El primero de los movimientos telúricos se produjo a las 11:39 y tuvo una magnitud de 4,8 grados en la Escala de Richter: se originó a una profundidad de 15 kilómetros y el epicentro estuvo entre la Capital y San Martín.

De acuerdo con los datos del Instituto Nacional de Prevención Sísmica (Inpres), el terremoto tuvo una magnitud de IV a V en la Escala de Mercalli, por lo que se pudo observar en los objetos las consecuencias del temblor.

"Inmediatamente se puso en marcha el protocolo de seguridad para recibir comunicación de posibles daños, que por suerte fueron sin novedades; solo (hubo) algunos agrietamientos en edificios de casos preexistentes, pero con buena infraestructura y sin (que se generara ningún) tipo de peligro", informó el titular de Defensa Civil, Daniel Burrieza.

Ante la situación, varios edificios debieron ser evacuados preventivamente, incluida la Casa de Gobierno mendocina.

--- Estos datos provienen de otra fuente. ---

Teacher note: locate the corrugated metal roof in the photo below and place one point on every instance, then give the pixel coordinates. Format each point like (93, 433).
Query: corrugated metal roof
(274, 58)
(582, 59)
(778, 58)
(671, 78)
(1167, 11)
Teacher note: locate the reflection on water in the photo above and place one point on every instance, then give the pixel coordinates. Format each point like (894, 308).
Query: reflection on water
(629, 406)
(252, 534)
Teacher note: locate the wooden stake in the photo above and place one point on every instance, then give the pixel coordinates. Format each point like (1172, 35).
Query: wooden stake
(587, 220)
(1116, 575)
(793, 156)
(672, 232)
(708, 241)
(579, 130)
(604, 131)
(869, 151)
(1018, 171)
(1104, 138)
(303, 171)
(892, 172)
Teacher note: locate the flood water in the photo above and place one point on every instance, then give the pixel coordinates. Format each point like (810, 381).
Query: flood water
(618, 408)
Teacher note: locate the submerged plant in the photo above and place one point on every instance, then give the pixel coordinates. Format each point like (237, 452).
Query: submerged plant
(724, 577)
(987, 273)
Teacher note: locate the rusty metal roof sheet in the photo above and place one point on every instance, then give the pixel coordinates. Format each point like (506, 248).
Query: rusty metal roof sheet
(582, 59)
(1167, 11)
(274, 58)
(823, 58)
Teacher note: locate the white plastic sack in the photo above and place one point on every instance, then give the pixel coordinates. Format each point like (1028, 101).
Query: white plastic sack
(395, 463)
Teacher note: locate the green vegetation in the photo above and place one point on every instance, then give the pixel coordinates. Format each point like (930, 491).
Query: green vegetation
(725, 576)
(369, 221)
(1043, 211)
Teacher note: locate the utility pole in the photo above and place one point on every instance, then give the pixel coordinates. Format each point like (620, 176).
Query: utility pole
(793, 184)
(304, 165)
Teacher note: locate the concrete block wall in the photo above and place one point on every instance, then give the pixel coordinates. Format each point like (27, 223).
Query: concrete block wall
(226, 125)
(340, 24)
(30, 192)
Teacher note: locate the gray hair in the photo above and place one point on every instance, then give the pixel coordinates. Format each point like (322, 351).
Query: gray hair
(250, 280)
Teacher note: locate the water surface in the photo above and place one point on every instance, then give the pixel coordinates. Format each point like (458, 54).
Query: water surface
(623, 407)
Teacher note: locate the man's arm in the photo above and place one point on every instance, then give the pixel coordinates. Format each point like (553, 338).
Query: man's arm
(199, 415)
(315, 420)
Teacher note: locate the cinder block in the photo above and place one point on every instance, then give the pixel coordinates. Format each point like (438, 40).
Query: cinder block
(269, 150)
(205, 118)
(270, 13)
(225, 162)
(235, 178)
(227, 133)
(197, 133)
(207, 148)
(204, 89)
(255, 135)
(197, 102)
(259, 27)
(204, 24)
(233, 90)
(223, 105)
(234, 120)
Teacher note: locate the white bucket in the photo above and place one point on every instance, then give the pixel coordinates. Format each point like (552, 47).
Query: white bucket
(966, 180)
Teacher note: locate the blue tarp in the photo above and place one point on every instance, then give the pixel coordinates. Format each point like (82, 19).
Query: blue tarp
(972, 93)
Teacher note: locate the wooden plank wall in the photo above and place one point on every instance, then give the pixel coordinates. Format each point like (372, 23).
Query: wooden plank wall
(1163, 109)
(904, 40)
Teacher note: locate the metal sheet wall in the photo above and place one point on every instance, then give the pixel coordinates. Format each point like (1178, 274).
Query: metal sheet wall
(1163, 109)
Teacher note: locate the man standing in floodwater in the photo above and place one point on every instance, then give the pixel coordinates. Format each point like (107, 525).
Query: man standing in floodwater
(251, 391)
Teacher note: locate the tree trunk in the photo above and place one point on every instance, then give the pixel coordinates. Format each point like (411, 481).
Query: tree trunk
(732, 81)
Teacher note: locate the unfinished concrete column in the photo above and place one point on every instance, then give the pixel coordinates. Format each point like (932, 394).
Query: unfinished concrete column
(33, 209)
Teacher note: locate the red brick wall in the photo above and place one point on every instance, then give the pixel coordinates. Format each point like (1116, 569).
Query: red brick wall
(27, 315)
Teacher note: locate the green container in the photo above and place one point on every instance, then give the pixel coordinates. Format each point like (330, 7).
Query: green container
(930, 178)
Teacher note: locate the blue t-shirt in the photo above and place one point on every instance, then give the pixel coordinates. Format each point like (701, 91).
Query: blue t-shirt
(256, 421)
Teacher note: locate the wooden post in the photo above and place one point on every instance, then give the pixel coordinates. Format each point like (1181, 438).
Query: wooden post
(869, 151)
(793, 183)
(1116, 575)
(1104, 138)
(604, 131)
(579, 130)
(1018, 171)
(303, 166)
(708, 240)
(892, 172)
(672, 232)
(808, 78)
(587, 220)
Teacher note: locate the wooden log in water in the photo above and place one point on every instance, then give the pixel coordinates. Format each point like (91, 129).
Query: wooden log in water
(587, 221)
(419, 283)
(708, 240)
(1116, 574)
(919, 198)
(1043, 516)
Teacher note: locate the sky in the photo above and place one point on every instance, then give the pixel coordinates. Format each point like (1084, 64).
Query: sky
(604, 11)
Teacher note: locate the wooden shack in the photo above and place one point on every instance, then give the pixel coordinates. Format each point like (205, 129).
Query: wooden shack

Casi en la misma zona y con tan sólo 35 minutos de diferencia, los mendocinos vivieron una réplica, aunque tuvo menor intensidad: fue de 3,1. Este segundo movimiento telúrico se originó a una profundidad de 21 kilómetros.

En medio del susto y la sorpresa, a las 12:23 volvió a vibrar el suelo de la provincia cordillerana por un sismo de 3,7 grados en la escala de Richter, que tuvo como epicentro la misma zona del primero de los sucesos.

Pese a que no se reportaron daños materiales ni víctimas, los mendocinos expresaron en las redes sociales cómo vivieron los dos temblores consecutivos.

La ingeniera Silvina Bustos, de Inpres, explicó que se trató de "sismos superficiales", como se los considera a los que tienen hasta 70 kilómetros de profundidad.

En declaraciones a MDZ Online, Bustos señaló que esa circunstancia y la cercanía del epicentro con la capital mendocina (24 kilómetros) hizo que fuese sentido con fuerza por una importante porción de la población de la provincia cuyana.

La experta advirtió que tras un evento de estas características "siempre se pueden producir réplicas, que son menores" y advirtió que cuando se producen no es conveniente salir corriendo a la calle. "En la calle también está el sismo y hay carteles, árboles y otros objetos que caen", subrayó.

En lo que va del 2020, Mendoza ya sufrió 25 sismos, mientras que a lo largo de todo 2019 habían sido 410.

En Mendoza se recordó que el temblor de 4,8 en la escala de Richter que se sintió ayer tuvo epicentro en el mismo lugar que el que ocurrió el 20 de marzo de 1861, cuando el movimiento destruyó la ciudad y dejó más de cuatro mil muertos.